Extracting pairs of words using String.split()

Question

Given:

String input = "one two three four five six seven";

Is there a regex that works with String.split() to grab (up to) two words at a time, such that:

String[] pairs = input.split("some regex");
System.out.println(Arrays.toString(pairs));

results in this:

[one two, three four, five six, seven]

This question is about the split regex. It is not about "finding a work-around" or other "making it work in another way" solutions.

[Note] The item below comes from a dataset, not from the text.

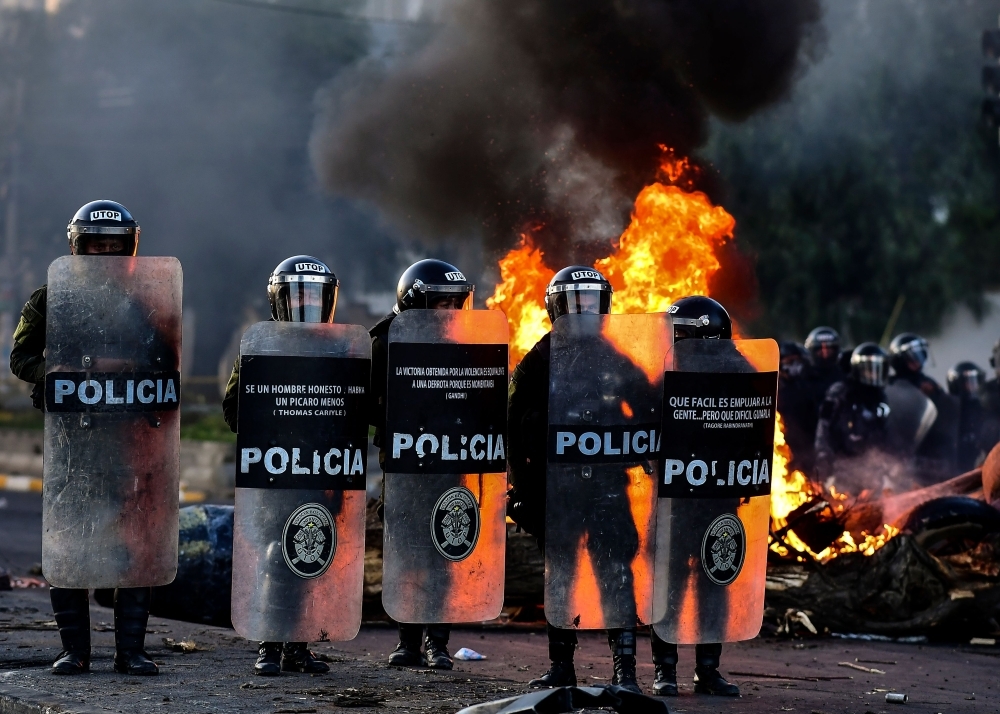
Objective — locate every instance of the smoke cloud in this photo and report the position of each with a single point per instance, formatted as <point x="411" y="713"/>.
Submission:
<point x="549" y="112"/>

It's a puzzle... but it interested me enough to ask it, because look-behinds must be bounded in length, so it seems like a non-trivial problem. — Bohemian, May 10 '13 at 15:42
Java's look-behind is one of the strangest beast. In .NET, you can freely look-behind for variable length. In PCRE, you can only look-behind for fixed length. In Java, due to bug/feature in implementation of `+` and `*`, you *sometimes* can match variable length pattern: http://stackoverflow.com/questions/1536915/regex-look-behind-without-obvious-maximum-length-in-java — nhahtdh, May 12 '13 at 09:37

Pshemo · Accepted Answer · 2022-05-06T23:04:52.900

Currently (last tested on Java 17) it is possible to do it with split(), but in real world don't use this approach since it looks like it is based on bug since look-behind in Java should have obvious maximum length, but this solution uses \w+ which doesn't respect this limitation and somehow still works - so if it is a bug which will be fixed in later releases this solution will stop working.

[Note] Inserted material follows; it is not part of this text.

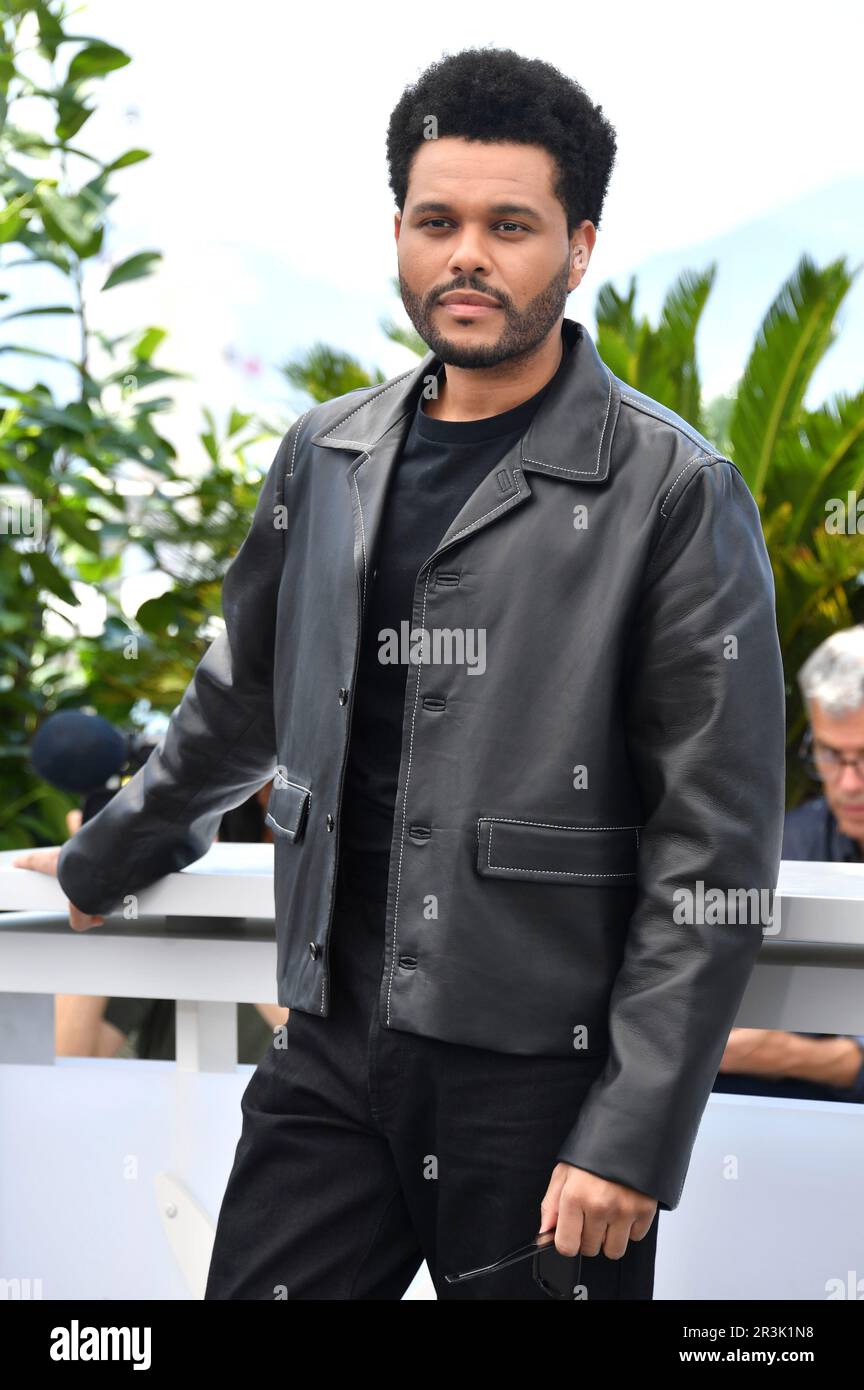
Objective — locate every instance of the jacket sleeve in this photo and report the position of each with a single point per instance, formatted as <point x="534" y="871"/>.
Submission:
<point x="220" y="745"/>
<point x="704" y="719"/>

Instead use Pattern and Matcher classes with regex like \w+\s+\w+ which aside from being safer also avoids maintenance hell for person who will inherit such code (remember to "Always code as if the person who ends up maintaining your code is a violent psychopath who knows where you live").

Is this what you are looking for?
_{(you can replace \\w with \\S to include all non-space characters but for this example I will leave \\w since it is easier to read regex with \\w\\s then \\S\\s)}

String input = "one two three four five six seven";
String[] pairs = input.split("(?<!\\G\\w+)\\s");
System.out.println(Arrays.toString(pairs));

output:

[one two, three four, five six, seven]

\G is previous match, (?<!regex) is negative lookbehind.

In split we are trying to

find spaces -> \\s
that are not predicted -> (?<!negativeLookBehind)
by some word -> \\w+
with previously matched (space) -> \\G
before it ->\\G\\w+.

Only confusion that I had at start was how would it work for first space since we want that space to be ignored. Important information is that \\G at start matches start of the String ^.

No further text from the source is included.